The walkthrough in this article uses an Azure SQL database that hosts the SSIS catalog. You can also use an Azure SQL Managed Instance (Preview).

Create an Azure-SSIS integration runtime

Create an Azure-SSIS integration runtime if you don't have one by following the step-by-step instruction in the Tutorial: Deploy SSIS packages.

Data Factory UI (Azure portal)

In this section, you use Data Factory UI to create a Data Factory pipeline with an Execute SSIS Package activity that runs an SSIS package.

Create a data factory

First step is to create a data factory by using the Azure portal.

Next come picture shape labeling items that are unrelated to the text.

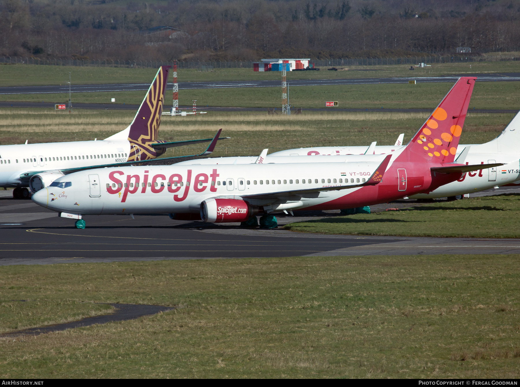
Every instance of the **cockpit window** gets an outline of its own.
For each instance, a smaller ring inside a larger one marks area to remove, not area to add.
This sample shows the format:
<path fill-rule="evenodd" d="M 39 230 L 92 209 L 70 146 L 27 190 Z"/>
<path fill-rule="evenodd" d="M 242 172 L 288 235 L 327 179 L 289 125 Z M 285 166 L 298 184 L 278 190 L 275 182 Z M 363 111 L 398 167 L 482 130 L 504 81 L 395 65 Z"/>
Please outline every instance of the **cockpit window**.
<path fill-rule="evenodd" d="M 57 187 L 58 188 L 66 188 L 67 187 L 71 187 L 72 182 L 53 182 L 49 185 L 49 187 Z"/>

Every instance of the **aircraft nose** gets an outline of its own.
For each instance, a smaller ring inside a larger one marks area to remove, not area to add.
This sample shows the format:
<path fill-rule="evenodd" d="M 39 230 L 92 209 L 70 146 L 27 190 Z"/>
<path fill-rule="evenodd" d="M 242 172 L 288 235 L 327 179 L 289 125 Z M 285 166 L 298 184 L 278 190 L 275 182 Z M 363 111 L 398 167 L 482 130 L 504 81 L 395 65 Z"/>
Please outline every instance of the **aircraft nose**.
<path fill-rule="evenodd" d="M 49 204 L 49 190 L 47 188 L 42 188 L 33 194 L 31 199 L 38 205 L 47 208 Z"/>

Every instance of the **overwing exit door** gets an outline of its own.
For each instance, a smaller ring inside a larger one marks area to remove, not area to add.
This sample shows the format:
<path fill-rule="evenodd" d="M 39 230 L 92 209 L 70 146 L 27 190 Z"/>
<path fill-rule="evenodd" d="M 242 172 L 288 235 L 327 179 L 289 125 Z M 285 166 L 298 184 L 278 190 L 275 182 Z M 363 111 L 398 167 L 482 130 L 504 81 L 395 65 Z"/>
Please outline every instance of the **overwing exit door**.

  1. Launch Microsoft Edge or Google Chrome web browser. Currently, Data Factory UI is supported only in Microsoft Edge and Google Chrome web browsers.
  2. Navigate to the Azure portal.
  3. Click New on the left menu, click Data + Analytics, and click Data Factory.

    New->DataFactory

  4. In the New data factory page, enter ADFTutorialDataFactory for the name.

    New data factory page

    The name of the Azure data factory must be globally unique. If you see the following error for the name field, change the name of the data factory (for example, yournameADFTutorialDataFactory). See Data Factory - Naming Rules article for naming rules for Data Factory artifacts.

    Name not available - error

  5. Select your Azure subscription in which you want to create the data factory.
  6. For the Resource Group, do one of the following steps:

  7. Select V2 (Preview) for the version.
  8. Select the location for the data factory. Only locations that are supported by Data Factory are shown in the drop-down list. The data stores (Azure Storage, Azure SQL Database, etc.) and computes (HDInsight, etc.) used by data factory can be in other locations.
  9. Select Pin to dashboard.
  10. Click Create.
  11. On the dashboard, you see the following tile with status: Deploying data factory.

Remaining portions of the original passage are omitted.